===================================================
REDUCERON MEMO 40
Forcing arguments to primitive functions, revisited
Matthew N, 21 October 2009
===================================================
This is an alternative proposal to Memo 38.
Quick recap
-----------
Currently the Reduceron compiler translates primitive applications
by the rule
p n m --> m (n p) (1)
which forces evaluation of integer arguments n and m before applying
primitive function p. This is assuming the reduction rule
i e --> e i (2)
for any fully evaluated integer i and arbitrary expression e.
Mild generalisation
-------------------
For every binary primitive function p, let us introduce a new
primitive swap:p, a version of p that expects its arguments flipped.

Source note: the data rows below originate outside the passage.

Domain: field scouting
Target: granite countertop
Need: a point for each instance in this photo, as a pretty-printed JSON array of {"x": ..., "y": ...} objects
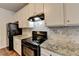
[
  {"x": 63, "y": 47},
  {"x": 22, "y": 36}
]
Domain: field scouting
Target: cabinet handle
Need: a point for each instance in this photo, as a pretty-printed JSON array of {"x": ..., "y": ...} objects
[
  {"x": 50, "y": 54},
  {"x": 68, "y": 21}
]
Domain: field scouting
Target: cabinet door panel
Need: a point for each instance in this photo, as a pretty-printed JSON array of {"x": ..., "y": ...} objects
[
  {"x": 71, "y": 13},
  {"x": 31, "y": 9},
  {"x": 54, "y": 14},
  {"x": 39, "y": 8}
]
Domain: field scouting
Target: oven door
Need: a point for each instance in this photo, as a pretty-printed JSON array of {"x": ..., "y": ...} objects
[{"x": 30, "y": 50}]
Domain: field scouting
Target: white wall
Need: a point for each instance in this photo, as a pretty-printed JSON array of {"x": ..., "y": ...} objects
[{"x": 5, "y": 17}]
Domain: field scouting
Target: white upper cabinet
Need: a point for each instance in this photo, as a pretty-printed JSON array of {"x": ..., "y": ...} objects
[
  {"x": 22, "y": 16},
  {"x": 35, "y": 9},
  {"x": 71, "y": 14},
  {"x": 39, "y": 8},
  {"x": 54, "y": 14}
]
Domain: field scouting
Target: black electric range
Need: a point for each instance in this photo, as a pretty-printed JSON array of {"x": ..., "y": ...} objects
[{"x": 31, "y": 46}]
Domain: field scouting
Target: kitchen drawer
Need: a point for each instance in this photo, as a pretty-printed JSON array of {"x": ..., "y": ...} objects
[{"x": 45, "y": 52}]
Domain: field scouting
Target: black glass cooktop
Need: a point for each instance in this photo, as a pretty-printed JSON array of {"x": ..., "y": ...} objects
[{"x": 31, "y": 41}]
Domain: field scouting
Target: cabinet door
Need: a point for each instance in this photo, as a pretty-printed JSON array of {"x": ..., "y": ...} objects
[
  {"x": 71, "y": 14},
  {"x": 31, "y": 9},
  {"x": 39, "y": 8},
  {"x": 17, "y": 45},
  {"x": 22, "y": 16},
  {"x": 54, "y": 14}
]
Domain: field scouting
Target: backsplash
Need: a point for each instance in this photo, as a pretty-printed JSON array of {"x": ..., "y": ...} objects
[{"x": 68, "y": 33}]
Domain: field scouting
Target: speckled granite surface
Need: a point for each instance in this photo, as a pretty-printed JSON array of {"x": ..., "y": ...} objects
[{"x": 63, "y": 47}]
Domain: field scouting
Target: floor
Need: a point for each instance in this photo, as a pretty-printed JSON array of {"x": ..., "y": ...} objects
[{"x": 6, "y": 52}]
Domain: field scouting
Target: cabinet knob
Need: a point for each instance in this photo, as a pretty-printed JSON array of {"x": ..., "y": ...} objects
[
  {"x": 50, "y": 54},
  {"x": 68, "y": 21}
]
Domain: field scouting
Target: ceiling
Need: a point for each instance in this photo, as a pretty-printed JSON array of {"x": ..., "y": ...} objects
[{"x": 12, "y": 6}]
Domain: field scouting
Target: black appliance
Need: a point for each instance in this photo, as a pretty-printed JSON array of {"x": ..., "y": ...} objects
[
  {"x": 31, "y": 46},
  {"x": 36, "y": 18},
  {"x": 12, "y": 30}
]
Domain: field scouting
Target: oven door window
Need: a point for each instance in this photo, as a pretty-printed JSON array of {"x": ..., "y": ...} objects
[{"x": 28, "y": 52}]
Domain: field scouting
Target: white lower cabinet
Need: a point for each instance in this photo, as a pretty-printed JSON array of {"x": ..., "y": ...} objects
[
  {"x": 45, "y": 52},
  {"x": 17, "y": 46}
]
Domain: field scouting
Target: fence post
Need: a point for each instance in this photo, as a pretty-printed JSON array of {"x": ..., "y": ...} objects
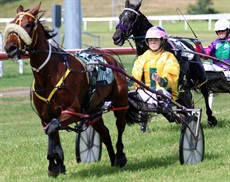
[{"x": 1, "y": 62}]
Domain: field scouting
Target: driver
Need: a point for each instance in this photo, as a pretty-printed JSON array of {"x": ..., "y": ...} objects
[
  {"x": 219, "y": 48},
  {"x": 157, "y": 68}
]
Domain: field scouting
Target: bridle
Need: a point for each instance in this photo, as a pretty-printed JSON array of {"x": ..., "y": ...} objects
[
  {"x": 16, "y": 29},
  {"x": 128, "y": 30}
]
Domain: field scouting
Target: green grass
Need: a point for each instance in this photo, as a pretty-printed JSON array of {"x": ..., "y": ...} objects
[{"x": 152, "y": 156}]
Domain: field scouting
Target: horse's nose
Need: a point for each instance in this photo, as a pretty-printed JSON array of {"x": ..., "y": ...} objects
[
  {"x": 117, "y": 39},
  {"x": 11, "y": 51}
]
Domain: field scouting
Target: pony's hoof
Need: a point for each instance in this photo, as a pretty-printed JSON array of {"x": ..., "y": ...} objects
[
  {"x": 212, "y": 121},
  {"x": 54, "y": 171},
  {"x": 121, "y": 161}
]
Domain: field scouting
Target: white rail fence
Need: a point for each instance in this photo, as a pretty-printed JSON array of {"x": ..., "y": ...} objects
[{"x": 160, "y": 19}]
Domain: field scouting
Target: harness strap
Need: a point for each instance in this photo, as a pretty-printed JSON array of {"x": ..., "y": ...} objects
[
  {"x": 198, "y": 86},
  {"x": 118, "y": 108},
  {"x": 75, "y": 113},
  {"x": 45, "y": 62},
  {"x": 87, "y": 116},
  {"x": 129, "y": 9},
  {"x": 47, "y": 100}
]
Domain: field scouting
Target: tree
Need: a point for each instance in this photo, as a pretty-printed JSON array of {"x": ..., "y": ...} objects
[{"x": 201, "y": 7}]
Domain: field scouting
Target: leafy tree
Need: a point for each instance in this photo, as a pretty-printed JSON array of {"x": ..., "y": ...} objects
[{"x": 201, "y": 7}]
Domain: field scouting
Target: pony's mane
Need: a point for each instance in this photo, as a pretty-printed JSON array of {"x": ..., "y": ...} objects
[{"x": 49, "y": 33}]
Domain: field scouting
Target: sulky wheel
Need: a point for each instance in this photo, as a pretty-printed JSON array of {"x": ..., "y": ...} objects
[
  {"x": 191, "y": 148},
  {"x": 88, "y": 146}
]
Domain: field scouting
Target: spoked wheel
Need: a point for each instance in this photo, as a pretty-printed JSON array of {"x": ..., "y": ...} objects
[
  {"x": 88, "y": 146},
  {"x": 191, "y": 148}
]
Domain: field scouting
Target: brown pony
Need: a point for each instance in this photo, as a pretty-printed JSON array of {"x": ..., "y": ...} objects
[{"x": 62, "y": 90}]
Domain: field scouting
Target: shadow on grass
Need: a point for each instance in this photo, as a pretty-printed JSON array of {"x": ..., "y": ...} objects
[{"x": 131, "y": 166}]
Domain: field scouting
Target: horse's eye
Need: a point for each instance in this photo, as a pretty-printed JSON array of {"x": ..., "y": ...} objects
[{"x": 28, "y": 26}]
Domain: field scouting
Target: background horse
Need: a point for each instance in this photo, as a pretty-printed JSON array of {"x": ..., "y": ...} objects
[
  {"x": 62, "y": 90},
  {"x": 133, "y": 22}
]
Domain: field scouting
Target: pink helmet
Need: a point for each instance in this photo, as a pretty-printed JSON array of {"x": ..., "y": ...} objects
[{"x": 156, "y": 32}]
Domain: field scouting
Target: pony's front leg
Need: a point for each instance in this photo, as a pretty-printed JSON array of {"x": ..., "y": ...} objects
[
  {"x": 120, "y": 158},
  {"x": 55, "y": 152}
]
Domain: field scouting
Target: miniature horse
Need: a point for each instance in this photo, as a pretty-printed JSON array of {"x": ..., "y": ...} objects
[
  {"x": 133, "y": 22},
  {"x": 62, "y": 92}
]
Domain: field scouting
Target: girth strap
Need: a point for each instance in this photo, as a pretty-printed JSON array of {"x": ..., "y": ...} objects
[{"x": 47, "y": 100}]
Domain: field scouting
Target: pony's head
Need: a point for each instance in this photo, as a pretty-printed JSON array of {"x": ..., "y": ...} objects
[
  {"x": 21, "y": 33},
  {"x": 127, "y": 21}
]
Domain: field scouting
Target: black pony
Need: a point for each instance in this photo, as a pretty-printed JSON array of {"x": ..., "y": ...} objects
[{"x": 133, "y": 22}]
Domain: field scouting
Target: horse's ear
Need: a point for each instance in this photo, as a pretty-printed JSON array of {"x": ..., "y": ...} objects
[
  {"x": 127, "y": 4},
  {"x": 20, "y": 9},
  {"x": 138, "y": 5},
  {"x": 35, "y": 11}
]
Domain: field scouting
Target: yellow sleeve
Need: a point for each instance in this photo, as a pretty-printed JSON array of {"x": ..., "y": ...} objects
[
  {"x": 137, "y": 70},
  {"x": 171, "y": 71}
]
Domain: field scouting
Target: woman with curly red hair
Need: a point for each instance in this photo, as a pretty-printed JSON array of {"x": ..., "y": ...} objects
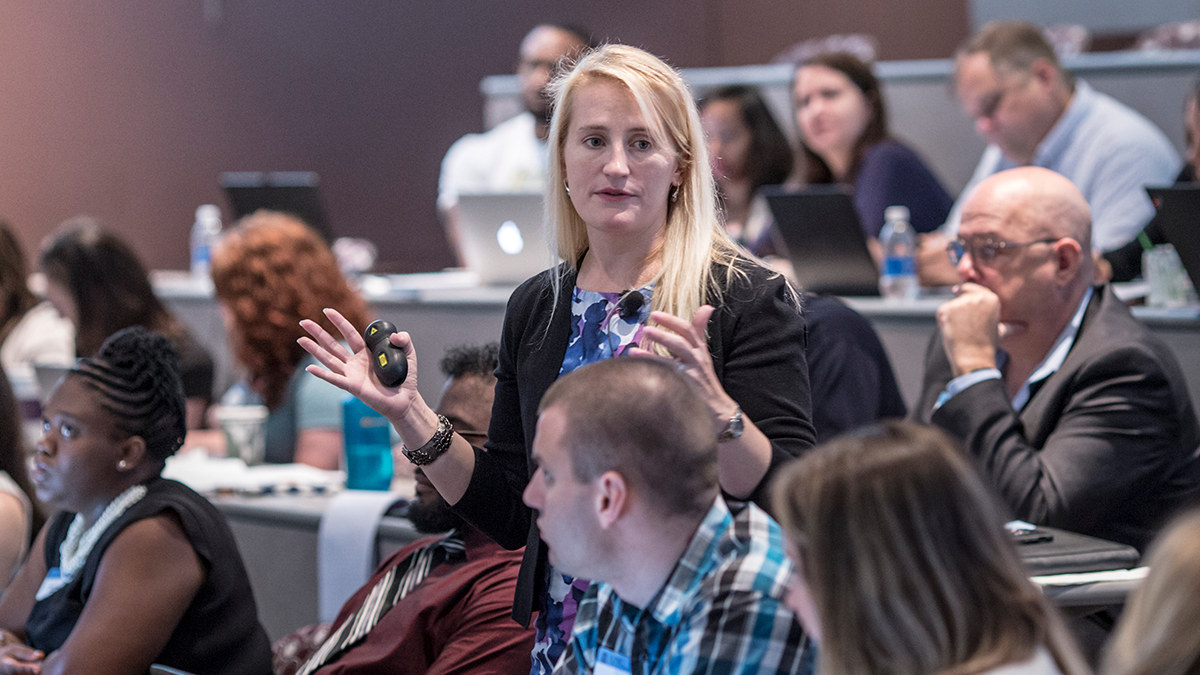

Now translate binary primitive applications by the rule
p n m --> n p m (3)
and introduce the reduction rules
i p e --> e swap:p i (4)
i p j --> p i j (5)
for any fully evaluated integers i and j, unevaluated expression e,
and primitive function p.
Note that the evaluator can actually perform the primitive application
in (5) rather than merely instantiating it.
Symmetry
--------
For symmetry, we can add the rule:
i swap:p e --> e p i (6)
for evaluated integer i, and unevaluated expression e.
Now transformation rule (3) could just as sensibly be:
p n m --> m swap:p n (8)
In the interest of efficiency, choice of (3) and (8) could be informed
by compile-time knowledge of whether n or m is expected to be already
evaluated.
Performance
-----------
Consider the number of clock cycles to compute "(+) a b" using the
swap-based approach to force arguments:
* "(+) a b" is translated to "b (a (+))"
* Application of rule (2) is required after "b" is evaluated.
* One unwind is required to fetch argument "a (+)" from heap.
* Application of rule (2) is required after "a" is evaluated.
* A primitive reduction is required.
* That's 4 cycles in total.
Using the approach described in Memo 38:
* "(+) a b" is translated to "b a (+)"
* After "b" is evaluated, it must be pushed onto the PV stack.
* After "a" is evaluated, it must be pushed onto the PV stack.
* A primitive reduction is required.
* That's 3 cycles in total.
Using the approach described in this memo:
* "(+) a b" is translated to "a (+) b"
* Application of rule (4) is required after "a" is evaluated.
* Application of rule (5) is required after "b" is evaluated.
* That's 2 cycles in total.
Also note that "a (+) b" comprises one application whereas "b (a (+))"
comprises two, so the former is cheaper to instantiate.